True Love: The movie follows Tomás, Tom the scientist, and Tommy the space traveler (each played affably by Hugh Jackman) as they pursue the idea of eternal life. Each character inhabits a time-period specific customization of the same storyline: A man is desperate to find a cure for mortality to save his dying lover. All three explorations of romantic love are predictably fueled by some form of obsession. Passionate love, sure, but also a bitter need to alter the future or reverse the past to eliminate mortality’s stronghold on the human condition. The obsession within each of these men drives them to betray all their immediate and basic senses. The prospect of ultimate love lost is enough for them to sacrifice human life, scientific discovery, and everything.

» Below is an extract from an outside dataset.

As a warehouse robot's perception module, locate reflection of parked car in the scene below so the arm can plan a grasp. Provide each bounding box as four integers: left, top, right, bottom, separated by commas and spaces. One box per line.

What Does It Mean: This movie is a tough one to grasp at times. The storylines are easy enough to follow to a point but eventually get mired in standard Aronofsky abstraction and a hurried third act. Do we really need to have closure at the end though? Do we really need to know how Tom the scientist turns into Tommy the space traveler without hair? Ultimately, the film’s thematic pondering doesn’t necessitate solid answers. While the story might feel disconnected and unpolished, the facts remain: All life is fleeting, death is the mother of beauty, and there is no point in fruitlessly obsessing over a universal inevitability.
Score: I would also be remiss if I didn’t mention the marvelous score by the always fantastic Clint Mansell. I fully expect a movie of this grand scale to have a score that sets the tone and Mansell delivers in spades. “Death is the Road to Awe” blends driving percussion and the haunting Kronos Quartet on strings. Atmospheric and ambitious, the music is a true joy and a beautiful addition to the film.
Overall: Despite obvious flaws, there’s a lot to appreciate here. This movie sufficiently portrays the frailty of life and the futility of attempting to cheat death. Brad Pitt was originally cast in the three roles, but left pre-production because of schedule conflicts. The studio responded by slashing the film’s budget in half. I have to wonder what this film would have been if it hadn’t been forced to labor under these limitations. It very well could have been Aronofsky’s masterpiece and a masterpiece of modern cinema. Such is life.